Detection of a long-term, temporal trend in environmental data is affected by a number of factors, including the size of the trend to be detected, the time span of the data, and the magnitude of variability and autocorrelation of the noise in the data. Trends are often statistically modelled as being a smooth linear change, generally expressed in percent change per unit of time. Environmental data often contain significant variation on different timescales in addition to the linear trend. For independent (uncorrelated) time-series data the sample size required to detect the trend is determined by the magnitude of variation of the noise. Because environmental data often exhibit positive autocorrelation, there is an increase in the required sample size to detect a given trend.

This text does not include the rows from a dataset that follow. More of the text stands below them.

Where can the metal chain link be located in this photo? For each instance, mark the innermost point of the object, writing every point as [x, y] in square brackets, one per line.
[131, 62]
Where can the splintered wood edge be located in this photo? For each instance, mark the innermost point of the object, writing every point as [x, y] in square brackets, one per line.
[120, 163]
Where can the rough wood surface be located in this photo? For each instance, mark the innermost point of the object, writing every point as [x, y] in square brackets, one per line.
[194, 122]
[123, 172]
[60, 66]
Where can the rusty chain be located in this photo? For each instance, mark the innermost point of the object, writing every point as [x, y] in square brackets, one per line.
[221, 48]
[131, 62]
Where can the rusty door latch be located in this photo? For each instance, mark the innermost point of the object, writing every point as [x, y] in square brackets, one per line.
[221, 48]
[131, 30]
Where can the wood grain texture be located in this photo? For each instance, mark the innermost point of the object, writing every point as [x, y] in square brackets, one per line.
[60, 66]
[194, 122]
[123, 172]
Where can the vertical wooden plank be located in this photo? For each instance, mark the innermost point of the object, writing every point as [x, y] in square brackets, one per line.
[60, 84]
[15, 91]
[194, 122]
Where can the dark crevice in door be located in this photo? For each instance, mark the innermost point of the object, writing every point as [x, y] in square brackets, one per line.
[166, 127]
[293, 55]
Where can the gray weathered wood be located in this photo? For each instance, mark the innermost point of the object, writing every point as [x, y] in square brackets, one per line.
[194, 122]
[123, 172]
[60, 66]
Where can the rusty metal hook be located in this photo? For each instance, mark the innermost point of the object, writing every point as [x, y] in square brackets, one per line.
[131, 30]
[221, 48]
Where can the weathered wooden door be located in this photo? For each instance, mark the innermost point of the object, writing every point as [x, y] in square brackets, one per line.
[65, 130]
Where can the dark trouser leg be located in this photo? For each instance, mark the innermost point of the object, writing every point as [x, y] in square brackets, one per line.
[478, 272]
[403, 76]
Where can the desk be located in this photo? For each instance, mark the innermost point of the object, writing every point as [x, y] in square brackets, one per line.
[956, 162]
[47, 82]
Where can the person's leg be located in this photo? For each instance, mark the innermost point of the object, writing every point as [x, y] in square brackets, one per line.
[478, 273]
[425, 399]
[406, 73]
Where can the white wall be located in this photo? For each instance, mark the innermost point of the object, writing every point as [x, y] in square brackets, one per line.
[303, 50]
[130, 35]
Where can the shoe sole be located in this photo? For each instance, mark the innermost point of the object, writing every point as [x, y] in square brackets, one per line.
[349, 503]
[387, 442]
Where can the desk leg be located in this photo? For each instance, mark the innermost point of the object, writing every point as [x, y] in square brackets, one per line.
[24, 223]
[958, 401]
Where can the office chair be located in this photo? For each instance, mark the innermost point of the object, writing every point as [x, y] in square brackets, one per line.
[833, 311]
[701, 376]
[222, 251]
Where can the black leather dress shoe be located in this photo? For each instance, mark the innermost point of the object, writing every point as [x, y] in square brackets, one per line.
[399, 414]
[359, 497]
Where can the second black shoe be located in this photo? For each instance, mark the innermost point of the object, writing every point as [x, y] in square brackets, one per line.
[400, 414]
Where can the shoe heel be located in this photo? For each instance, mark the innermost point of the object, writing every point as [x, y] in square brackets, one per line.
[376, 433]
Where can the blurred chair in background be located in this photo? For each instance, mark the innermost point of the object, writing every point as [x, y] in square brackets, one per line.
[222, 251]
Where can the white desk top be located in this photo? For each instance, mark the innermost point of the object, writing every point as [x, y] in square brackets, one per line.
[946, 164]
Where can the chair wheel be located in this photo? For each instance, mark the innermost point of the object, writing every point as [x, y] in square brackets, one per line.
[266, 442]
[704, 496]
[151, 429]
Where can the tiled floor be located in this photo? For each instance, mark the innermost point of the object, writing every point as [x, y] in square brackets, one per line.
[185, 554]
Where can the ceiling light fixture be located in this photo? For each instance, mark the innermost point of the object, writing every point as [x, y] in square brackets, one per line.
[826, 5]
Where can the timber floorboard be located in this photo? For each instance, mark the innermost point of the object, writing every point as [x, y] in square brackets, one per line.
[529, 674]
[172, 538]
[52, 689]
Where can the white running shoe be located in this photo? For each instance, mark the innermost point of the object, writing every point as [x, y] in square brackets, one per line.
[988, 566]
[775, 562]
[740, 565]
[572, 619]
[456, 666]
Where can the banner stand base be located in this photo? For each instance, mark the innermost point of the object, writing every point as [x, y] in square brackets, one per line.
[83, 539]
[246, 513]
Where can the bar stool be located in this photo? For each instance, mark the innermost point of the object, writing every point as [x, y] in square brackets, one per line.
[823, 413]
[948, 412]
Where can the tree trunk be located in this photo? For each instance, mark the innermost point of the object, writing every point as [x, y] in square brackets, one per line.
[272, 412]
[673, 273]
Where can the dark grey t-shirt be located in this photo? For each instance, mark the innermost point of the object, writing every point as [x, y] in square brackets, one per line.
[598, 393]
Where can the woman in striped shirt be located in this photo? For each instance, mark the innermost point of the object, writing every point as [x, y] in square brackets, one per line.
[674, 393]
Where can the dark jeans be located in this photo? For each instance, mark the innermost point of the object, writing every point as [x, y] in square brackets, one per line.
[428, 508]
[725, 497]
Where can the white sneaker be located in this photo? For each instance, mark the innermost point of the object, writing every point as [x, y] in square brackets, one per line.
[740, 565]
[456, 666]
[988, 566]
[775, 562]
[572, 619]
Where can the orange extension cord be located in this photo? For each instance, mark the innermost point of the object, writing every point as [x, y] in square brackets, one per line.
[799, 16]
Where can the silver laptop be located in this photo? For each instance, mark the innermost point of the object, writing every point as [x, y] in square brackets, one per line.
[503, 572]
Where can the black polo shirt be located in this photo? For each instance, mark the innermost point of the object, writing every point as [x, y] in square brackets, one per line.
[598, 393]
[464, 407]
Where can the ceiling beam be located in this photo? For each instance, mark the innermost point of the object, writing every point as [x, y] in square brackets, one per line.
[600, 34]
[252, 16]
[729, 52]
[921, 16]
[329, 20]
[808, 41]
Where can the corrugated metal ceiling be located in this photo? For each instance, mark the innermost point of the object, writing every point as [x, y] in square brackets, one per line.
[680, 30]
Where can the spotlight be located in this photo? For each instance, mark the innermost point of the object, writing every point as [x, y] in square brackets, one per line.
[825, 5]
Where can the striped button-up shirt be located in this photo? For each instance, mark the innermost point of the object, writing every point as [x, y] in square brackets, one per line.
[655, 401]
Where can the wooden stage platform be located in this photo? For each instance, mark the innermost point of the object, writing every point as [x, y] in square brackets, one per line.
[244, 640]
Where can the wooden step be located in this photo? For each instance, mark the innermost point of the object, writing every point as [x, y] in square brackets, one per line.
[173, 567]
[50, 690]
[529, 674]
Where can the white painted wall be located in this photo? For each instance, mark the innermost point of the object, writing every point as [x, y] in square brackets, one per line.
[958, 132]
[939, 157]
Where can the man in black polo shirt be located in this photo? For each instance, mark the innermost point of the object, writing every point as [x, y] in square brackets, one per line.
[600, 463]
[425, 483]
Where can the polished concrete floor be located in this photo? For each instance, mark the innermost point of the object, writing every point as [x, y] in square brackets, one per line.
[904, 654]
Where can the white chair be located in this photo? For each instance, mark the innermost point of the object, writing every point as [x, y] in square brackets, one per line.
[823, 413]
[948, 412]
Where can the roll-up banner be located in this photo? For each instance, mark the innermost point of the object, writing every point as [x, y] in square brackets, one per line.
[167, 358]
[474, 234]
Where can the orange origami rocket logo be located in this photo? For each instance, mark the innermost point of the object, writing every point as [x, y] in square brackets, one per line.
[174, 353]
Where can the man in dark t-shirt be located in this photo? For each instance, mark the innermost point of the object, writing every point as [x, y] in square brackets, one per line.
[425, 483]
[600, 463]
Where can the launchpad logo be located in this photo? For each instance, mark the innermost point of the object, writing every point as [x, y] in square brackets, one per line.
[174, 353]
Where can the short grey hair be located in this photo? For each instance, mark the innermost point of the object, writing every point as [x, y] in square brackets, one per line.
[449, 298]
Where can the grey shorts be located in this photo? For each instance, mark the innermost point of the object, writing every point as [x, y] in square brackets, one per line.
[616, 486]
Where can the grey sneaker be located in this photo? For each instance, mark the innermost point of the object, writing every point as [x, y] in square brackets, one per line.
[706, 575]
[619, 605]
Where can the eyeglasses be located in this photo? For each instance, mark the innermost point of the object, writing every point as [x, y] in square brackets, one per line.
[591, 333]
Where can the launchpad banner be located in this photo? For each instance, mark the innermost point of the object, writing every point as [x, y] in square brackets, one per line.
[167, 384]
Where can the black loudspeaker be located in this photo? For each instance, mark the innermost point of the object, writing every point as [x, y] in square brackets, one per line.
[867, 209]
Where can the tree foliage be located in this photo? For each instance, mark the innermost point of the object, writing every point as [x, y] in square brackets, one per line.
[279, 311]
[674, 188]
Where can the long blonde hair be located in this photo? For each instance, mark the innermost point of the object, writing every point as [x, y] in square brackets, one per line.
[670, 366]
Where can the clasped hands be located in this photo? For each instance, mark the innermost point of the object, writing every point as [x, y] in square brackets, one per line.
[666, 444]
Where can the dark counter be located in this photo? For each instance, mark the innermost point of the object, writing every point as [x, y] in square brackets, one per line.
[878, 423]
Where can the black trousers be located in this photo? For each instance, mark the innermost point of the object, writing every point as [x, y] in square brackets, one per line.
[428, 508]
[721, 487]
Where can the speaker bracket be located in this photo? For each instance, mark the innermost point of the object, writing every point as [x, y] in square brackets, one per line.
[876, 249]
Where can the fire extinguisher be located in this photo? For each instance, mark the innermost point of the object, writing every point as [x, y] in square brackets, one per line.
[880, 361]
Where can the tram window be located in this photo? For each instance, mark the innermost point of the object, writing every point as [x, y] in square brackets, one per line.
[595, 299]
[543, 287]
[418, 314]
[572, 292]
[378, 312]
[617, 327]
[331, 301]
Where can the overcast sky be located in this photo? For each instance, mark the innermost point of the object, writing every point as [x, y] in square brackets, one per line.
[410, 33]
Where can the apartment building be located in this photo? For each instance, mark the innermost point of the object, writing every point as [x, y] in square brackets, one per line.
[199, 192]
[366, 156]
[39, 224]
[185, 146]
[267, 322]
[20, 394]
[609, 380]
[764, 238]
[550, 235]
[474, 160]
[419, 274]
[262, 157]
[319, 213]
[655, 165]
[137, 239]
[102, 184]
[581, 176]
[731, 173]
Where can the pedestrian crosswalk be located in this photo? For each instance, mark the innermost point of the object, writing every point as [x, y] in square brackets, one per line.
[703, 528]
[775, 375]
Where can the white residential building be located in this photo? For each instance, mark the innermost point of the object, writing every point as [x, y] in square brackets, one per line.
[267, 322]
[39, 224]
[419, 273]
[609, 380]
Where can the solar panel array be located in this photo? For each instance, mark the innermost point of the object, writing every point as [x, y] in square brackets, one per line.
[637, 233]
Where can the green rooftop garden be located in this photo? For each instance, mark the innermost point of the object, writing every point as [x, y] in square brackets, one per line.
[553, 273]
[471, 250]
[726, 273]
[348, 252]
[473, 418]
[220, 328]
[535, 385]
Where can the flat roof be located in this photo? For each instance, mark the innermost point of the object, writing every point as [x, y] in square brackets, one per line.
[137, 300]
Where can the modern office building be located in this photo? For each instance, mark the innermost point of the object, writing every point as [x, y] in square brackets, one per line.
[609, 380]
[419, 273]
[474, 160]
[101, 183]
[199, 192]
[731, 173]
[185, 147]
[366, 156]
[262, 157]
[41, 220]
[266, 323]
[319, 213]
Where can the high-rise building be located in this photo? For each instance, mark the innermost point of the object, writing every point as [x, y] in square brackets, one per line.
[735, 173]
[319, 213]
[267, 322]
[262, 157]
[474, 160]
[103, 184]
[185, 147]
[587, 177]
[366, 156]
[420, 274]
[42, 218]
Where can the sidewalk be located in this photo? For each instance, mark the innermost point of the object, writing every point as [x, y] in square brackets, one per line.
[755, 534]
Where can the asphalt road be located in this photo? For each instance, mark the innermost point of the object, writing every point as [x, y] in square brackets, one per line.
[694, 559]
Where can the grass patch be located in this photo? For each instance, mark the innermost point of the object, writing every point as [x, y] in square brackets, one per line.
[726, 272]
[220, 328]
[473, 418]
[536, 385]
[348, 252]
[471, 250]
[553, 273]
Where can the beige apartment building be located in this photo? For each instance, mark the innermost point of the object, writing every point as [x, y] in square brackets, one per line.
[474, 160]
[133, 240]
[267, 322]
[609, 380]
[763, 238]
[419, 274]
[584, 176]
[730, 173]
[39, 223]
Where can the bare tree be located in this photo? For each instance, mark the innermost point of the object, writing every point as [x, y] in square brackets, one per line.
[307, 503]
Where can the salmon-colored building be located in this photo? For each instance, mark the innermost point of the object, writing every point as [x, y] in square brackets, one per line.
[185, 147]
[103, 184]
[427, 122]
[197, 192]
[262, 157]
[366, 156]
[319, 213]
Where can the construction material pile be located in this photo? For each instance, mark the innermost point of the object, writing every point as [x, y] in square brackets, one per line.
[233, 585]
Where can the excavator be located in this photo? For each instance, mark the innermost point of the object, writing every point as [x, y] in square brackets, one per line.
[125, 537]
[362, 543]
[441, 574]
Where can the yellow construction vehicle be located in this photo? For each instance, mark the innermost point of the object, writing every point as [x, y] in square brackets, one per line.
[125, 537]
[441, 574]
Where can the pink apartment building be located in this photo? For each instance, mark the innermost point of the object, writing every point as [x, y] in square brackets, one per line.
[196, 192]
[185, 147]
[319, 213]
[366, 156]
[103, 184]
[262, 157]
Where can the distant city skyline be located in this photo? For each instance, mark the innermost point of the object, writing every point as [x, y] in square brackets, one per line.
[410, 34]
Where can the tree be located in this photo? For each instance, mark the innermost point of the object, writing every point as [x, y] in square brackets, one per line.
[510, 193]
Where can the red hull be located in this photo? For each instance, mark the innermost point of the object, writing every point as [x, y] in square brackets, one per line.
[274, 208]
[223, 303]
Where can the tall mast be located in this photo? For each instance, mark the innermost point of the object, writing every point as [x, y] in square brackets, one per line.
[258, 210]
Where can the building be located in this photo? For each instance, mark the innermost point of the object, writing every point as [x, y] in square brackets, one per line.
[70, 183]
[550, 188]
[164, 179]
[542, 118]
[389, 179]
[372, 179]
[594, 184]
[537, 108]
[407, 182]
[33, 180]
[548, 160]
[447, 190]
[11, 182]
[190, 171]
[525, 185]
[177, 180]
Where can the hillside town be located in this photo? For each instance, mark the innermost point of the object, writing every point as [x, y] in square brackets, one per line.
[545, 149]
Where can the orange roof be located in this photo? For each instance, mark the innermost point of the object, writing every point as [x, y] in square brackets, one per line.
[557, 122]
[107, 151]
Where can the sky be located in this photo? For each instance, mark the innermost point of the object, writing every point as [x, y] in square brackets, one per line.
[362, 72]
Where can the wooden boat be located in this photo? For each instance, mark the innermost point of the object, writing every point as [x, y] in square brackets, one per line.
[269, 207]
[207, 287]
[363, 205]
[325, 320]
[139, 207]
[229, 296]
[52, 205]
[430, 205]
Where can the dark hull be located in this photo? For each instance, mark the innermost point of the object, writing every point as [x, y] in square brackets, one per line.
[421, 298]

Many different statistical approaches are available for detecting and estimating trends that may be present in environmental data. These include simple correlation and regression analyses, time-series analyses, and methods based on nonparametric statistics. The Mann-Kendell test (Mann 1945; Kendall 1975; Gilbert 1987) is one of the most popular nonparametric tests for determining temporal trends. The test is well suited for analyzing non-normally distributed data that may contain outliers or have missing observations. In this post, the power of the Mann-Kendall test for trend detection will be estimated by Monte Carlo simulation for various combinations of trend, variability, and sample size.

Statistical Approach

The Mann-Kendall test is a nonparametric procedure used to assess if there is a monotonic upward or downward trend of the variable of interest over time. A monotonic upward (downward) trend means that the variable consistently increases (decreases) through time, but the trend may or may not be linear. The data values are evaluated as an ordered time series. Each data value is compared to all subsequent data values. Thus, the test can be viewed as a nonparametric test for zero slope of the linear regression of time-ordered data versus time, as illustrated by Hollander and Wolfe (1973, p. 201). A requirement of the Mann-Kendall test is that the data are independent. Successive measurements in environmental time series are often correlated with one another. This means that pairs of consecutive measurements taken in a series will be positively correlated, exhibiting a stronger similarity than expected from pairs collected at random times. The existence of serial correlation will affect the ability of the Mann-Kendall test to assess the significance of a trend (von Storch 1995).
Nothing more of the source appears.